We decided to take a different route home to avoid stupid people doing stupid things and the threat of a heart attack for Mother in the back seat.  During the trip I decided to call my Aunt to pass the time.  She answered on the second ring but with the air conditioner blowing and the radio on in the front seat, albeit at a sensible decibel, she couldn’t hear me property.  She was yelling down the phone like I had a hearing problem until the radio was turned down and then she started talking to me.  After establishing that I was in fact me and not my cousin, a normal conversation ensued until Miss Marvellous took the Freeway exit like a rocket sled on rails. 

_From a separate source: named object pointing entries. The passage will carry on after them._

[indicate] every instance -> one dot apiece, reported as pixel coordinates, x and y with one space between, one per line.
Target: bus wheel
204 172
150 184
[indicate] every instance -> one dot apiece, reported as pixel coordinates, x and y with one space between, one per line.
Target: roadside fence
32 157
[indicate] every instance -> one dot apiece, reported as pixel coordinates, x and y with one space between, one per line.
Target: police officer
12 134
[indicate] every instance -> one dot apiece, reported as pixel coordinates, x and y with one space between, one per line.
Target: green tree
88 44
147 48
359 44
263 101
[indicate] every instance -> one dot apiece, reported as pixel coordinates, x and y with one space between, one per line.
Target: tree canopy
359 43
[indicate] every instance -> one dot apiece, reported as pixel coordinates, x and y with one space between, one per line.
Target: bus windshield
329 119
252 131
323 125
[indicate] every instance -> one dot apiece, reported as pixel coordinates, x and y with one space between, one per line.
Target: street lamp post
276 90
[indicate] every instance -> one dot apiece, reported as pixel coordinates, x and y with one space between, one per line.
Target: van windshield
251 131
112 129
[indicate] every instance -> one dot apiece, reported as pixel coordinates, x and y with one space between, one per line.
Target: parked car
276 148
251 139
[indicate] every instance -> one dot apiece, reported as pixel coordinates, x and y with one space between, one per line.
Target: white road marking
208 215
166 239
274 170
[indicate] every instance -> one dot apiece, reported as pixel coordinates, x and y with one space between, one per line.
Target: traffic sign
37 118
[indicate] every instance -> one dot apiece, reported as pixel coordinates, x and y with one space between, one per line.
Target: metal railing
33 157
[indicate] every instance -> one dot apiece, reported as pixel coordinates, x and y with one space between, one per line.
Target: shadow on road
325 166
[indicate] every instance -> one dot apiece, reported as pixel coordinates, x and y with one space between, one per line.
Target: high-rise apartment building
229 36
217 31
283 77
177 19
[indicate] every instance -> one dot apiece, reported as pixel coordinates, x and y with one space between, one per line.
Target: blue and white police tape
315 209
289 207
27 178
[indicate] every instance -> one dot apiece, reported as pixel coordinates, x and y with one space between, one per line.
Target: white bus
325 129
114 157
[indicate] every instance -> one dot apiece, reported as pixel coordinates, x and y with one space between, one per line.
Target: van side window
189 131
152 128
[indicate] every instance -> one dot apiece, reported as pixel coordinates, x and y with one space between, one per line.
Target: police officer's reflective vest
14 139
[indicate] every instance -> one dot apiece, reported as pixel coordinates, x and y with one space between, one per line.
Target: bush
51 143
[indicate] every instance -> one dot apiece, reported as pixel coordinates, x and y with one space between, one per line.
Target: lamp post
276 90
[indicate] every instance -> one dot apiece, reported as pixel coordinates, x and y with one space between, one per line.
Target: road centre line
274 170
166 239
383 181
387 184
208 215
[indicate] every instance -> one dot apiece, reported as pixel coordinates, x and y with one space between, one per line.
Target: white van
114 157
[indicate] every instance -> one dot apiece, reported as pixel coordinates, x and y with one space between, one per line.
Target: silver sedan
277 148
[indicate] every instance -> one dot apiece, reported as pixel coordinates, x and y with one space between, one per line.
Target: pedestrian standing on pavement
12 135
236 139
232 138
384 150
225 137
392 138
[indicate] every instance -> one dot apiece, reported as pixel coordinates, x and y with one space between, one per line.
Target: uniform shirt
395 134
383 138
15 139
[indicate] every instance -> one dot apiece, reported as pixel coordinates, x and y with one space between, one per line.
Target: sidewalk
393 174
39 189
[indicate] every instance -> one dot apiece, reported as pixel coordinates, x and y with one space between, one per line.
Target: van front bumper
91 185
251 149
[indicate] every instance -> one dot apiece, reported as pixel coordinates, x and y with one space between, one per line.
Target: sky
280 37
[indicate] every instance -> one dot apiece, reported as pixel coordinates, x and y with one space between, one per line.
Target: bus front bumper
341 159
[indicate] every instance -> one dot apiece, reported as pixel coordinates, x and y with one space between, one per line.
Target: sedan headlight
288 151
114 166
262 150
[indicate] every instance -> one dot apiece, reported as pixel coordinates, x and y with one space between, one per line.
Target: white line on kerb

The Captain told her to slow down as she exited but she hadn’t slowed down enough and we were propelled to the right side of car as the g-force of the exit speed on a sharp bend had us feeling like we were on a rollercoaster at Dream World.  The Captain’s left bicep, the same one he constantly thrusts in our faces, asking if we want to have a feel of its magnificence, was bulging impressively, whilst clinging to the Jesus bar, and straining from the effort not to succumb to those g-forces and slide to the right like the rest of us.  His right hand was on the dashboard and he looked to all intents and purposes like he was about to scream like a thirteen year old girl at the One Direction concert.  I had found Boy Wonder’s hand and I was wringing the bejesus out of it like it was a life support and babbling nonsense down to the phone to my poor confused Aunt.   The tires were squealing and I was just waiting to either go up onto two wheels or hydroplane into a ditch, either way, I felt like I was in a Dukes of Hazard episode and all that was missing was,
“Yeeeeehaaaaaaw!”.
My Aunt was yelling down the phone at me,
“What the hell are you doing? I can’t understand what you’re saying.”
I wanted to whisper,
“She’s trying to kill us,”
but that would have her fretting.  Finally as she completed the exit, the car rocked back onto all four wheels evenly and we all unclenched.  By this stage I was sweating profusely and had the sudden urge to giggle, as I tend to do when panicked.  The Captain’s breathing was laboured and he appeared edgy.  I was waiting for my hair to fall out; Boy Wonder was glaring at me and shaking his head as I silently giggled in my corner.  I quickly ended the call to my poor puzzled Aunt and sat silent in the back seat.

Normalcy resumed in the Pathfinder until a car up ahead jammed on its breaks which had a knock on affect with all the cars behind it and we were suddenly thrust into another perilous situation.  Captain Fantastic yelled,
“Brake!”
Miss Marvellous had to suddenly stamp hard on the brakes to avoid colliding with the rear of the car in front.  We all pitched forward, our faces alarmed and our seatbelts snapped taught; mine digging painfully into my boobs.  I half expected all four of us to be sitting in the front seat by the time we came to a complete halt.

We were all stress sweating; The Captain was barking orders like a drill sergeant, Boy Wonder was looking everywhere but at me and valiantly defending his sister, poor Miss Marvellous was learning a valuable lesson in velocity and all the while I was breathing hard in the backseat, feeling my heart palpitating and my toes tingling with the after effects of the adrenaline rush.  No matter how many times I tapped my heels together in the backseat muttering,
“There’s no place like home”
I still had to wait for the fucking Pathfinder to take me there.